Alright, this is the general idea of what i want to do.. is it the right way to go ? You have a better idea ? How to do this, really ? (I mean the problem is the syntax, i'm not sure how to do this).
Thank you !
You need to create threads in each simulation cycle? That sounds suspicious. Create your threads once, and reuse them.
Thread creation isn't a cheap operation. You definitely don't want to do that in every iteration step.
If possible, I'd recommend you use Boost.Thread for threads instead, to give you type safety and other handy features. Threading is complicated enough without throwing away type safety and working against a primitive C API.
That said, what you're asking is possible, although it gets messy. First, you need to store the arguments for the functions as well, so your class looks something like this:
class ThreadManager {
public:
typedef void GLFWCALL (*pt2Func)(void*); // Just a convenience typedef
typedef std::vector<std::pair<pt2Func, void*> > func_vector;
ThreadManager();
void AddThread(void*, pt2Func);
void DeleteThread(pt2Func);
void ExecuteAllThreads();
private:
func_vector list_functions;
};
And then ExecuteAllThreads:
void ExecuteAllThreads() {
func_vector::const_iterator iter_end = list_functions.end();
for(func_vector::const_iterator iter = list_functions.begin();
iter != iter_end; ++iter) {
thread = glfwCreateThread(iter->first, iter->second);
}
}
And of course inside AddThread you'd have to add a pair of function pointer and argument to the vector.
Note that Boost.Thread would solve most of this a lot cleaner, since it expects a thread to be a functor (which can hold state, and therefore doesn't need explicit arguments).
Your thread function could be defined something like this:
class MyThread {
MyThread(/* Pass whatever arguments you want in the constructor, and store them in the object as members */);
void operator()() {
// The actual thread function
}
};
And since the operator() doesn't take any parameters, it becomes a lot simpler to start the thread.
What about trying to store them using boost::function ?
They could simulate your specific functions, since they behave like real objects but in fact are simple functors.
Consider Boost Thread and Thread Group
I am not familiar with the threading system you use.

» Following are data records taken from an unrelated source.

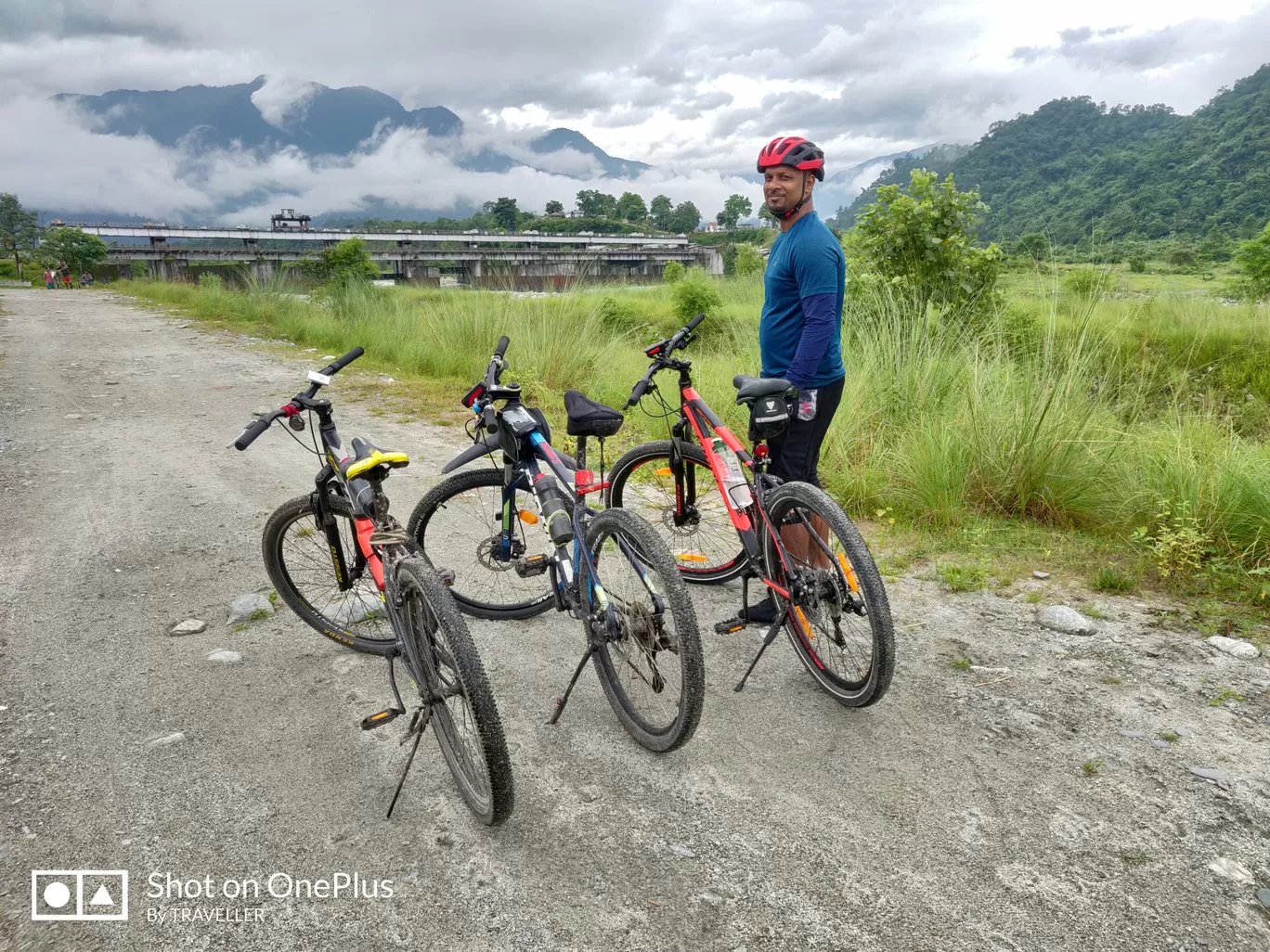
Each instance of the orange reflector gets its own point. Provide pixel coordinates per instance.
(849, 572)
(805, 624)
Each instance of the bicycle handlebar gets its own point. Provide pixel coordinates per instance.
(292, 406)
(337, 366)
(254, 430)
(659, 352)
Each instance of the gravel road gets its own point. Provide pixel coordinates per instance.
(988, 807)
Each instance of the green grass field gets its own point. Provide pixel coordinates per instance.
(1072, 431)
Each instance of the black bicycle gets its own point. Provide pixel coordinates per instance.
(724, 516)
(641, 627)
(347, 568)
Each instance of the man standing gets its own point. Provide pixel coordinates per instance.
(799, 333)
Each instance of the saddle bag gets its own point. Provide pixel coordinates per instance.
(769, 417)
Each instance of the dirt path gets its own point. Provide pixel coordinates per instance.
(955, 815)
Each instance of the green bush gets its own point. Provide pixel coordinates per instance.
(1253, 263)
(748, 262)
(694, 293)
(1086, 281)
(349, 261)
(618, 315)
(1181, 257)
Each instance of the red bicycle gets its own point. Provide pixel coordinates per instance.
(704, 492)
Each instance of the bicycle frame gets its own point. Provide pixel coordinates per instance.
(697, 416)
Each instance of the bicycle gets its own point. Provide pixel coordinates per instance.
(641, 627)
(794, 538)
(344, 565)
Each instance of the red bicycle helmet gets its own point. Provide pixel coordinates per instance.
(793, 150)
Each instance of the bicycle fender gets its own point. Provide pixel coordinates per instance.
(473, 452)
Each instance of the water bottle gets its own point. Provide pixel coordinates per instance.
(733, 480)
(555, 511)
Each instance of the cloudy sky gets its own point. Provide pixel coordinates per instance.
(693, 88)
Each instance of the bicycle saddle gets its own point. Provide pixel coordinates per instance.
(590, 419)
(749, 389)
(366, 456)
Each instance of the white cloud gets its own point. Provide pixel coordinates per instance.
(283, 99)
(693, 88)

So bear with me.
Shouldn't you maintain a list of thread identifiers?
class ThreadManager {
private:
vector<thread_id_t> mThreads;
// ...
};
and then in ExecuteAllThreads you'd do:
for_each(mThreads.begin(), mThreads.end(), bind(some_fun, _1));
(using Boost Lambda bind and placeholder arguments) where some_fun is the function you call for all threads.
Or is it that you want to call a set of functions for a given thread?